Abstract:
1. The effect of the rickettsias of rat typhus, tick-bite fever, fievre boutonneuse, and of two other tick-bite-fever-like diseases
(" Hare " and "Appleton ") on the guinea-pig, rat, mouse, rabbit, dog, sheep, and ox is recorded. Rat typhus could be maintained in the guinea-pig and rat but not in the sheep, dog or mouse. "Hare", alone of the other four strains, could be easily passaged in guinea-pigs. Only by the use of cultures from the chorio-allantoic membrane of the developing chick could consistently readable reactions be got in guinea-pigs with the tick-bite fever and fievre boutonneuse strains.
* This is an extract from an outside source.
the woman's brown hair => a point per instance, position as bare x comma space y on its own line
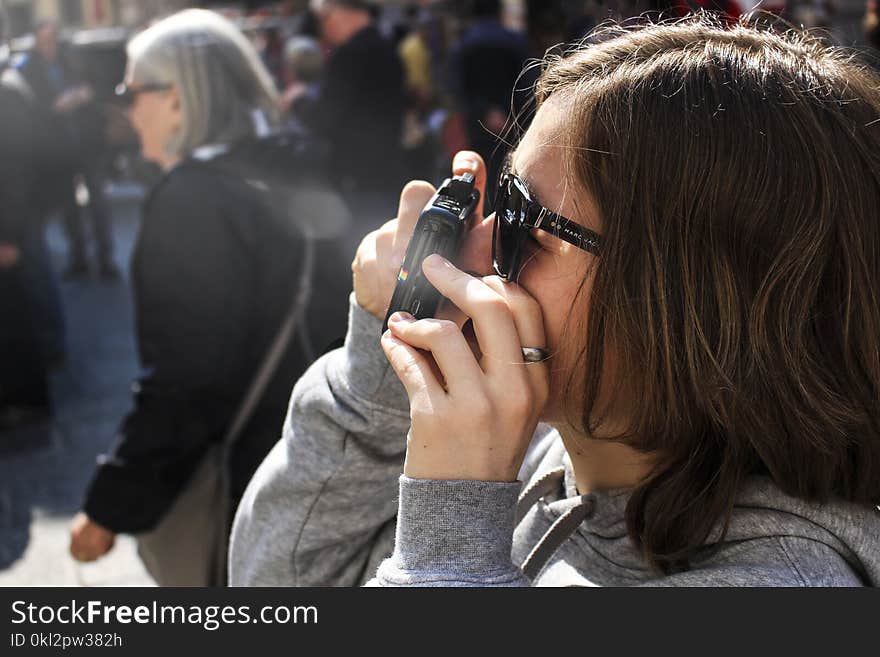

2. A Weil-Felix reaction was obtained with the sera of rabbits inoculated with rat typhus, "Hare" and tick-bite fever. With rat typhus, OX19 was agglutinated by the sera of ten infected animals, OX2 by none and OXK by one serum only; with "Hare" one of nine sera agglutinated OX2, doubtfully OX19 and not OXK; one other serum agglutinated OX19 only. The serum of one of seven tick-bite-fever rabbits agglutinated, in a doubtful fashion, OX19 only. The serum of rats, infected with rat typhus, agglutinated OX19 only and that of guinea-pigs, infected with rat typhus and carrying a banal proteus in their intestine did not agglutinate any one of the three proteus OX strains.
3. Details are given of the duration of infectivity of the brain, blood, and tunica vaginalis of guinea-pigs infected with rat typhus and "Hare". The brain of rat-typhus-infected guinea-pigs was virulent after 22 days, the blood after 21 days, and the tunica after
12 days. The brain of "Hare" -infected guinea-pigs was virulent after 15 days and the blood after 13 days.
4. One two-thousandth hut not 1/4000 of the brain of a rat-typhus-infected guinea-pig was virulent. Much of the virus could be deposited from brain by centrifugation at 4,000 r.p.m. for half-an-hour, and all but a trace was removed at 14,000 r.p.m. for half-an-hour.
5. Attempts to neutralize the various rickettsias in vitro gave unsatisfactory results.
6. Cross-immunity experiments in guinea-pigs permitted the grouping of the 5 typhus strains in the following manner:-
(a) Rat-typhus. - Immunized against itself and to a great extent against the other four typhus-like diseases.
(b) "Hare", tick-bite fever, "Appleton" and fievre boutonneuse. -Gave almost complete reciprocal cross-immunity, but did not immunize against rat-typhus.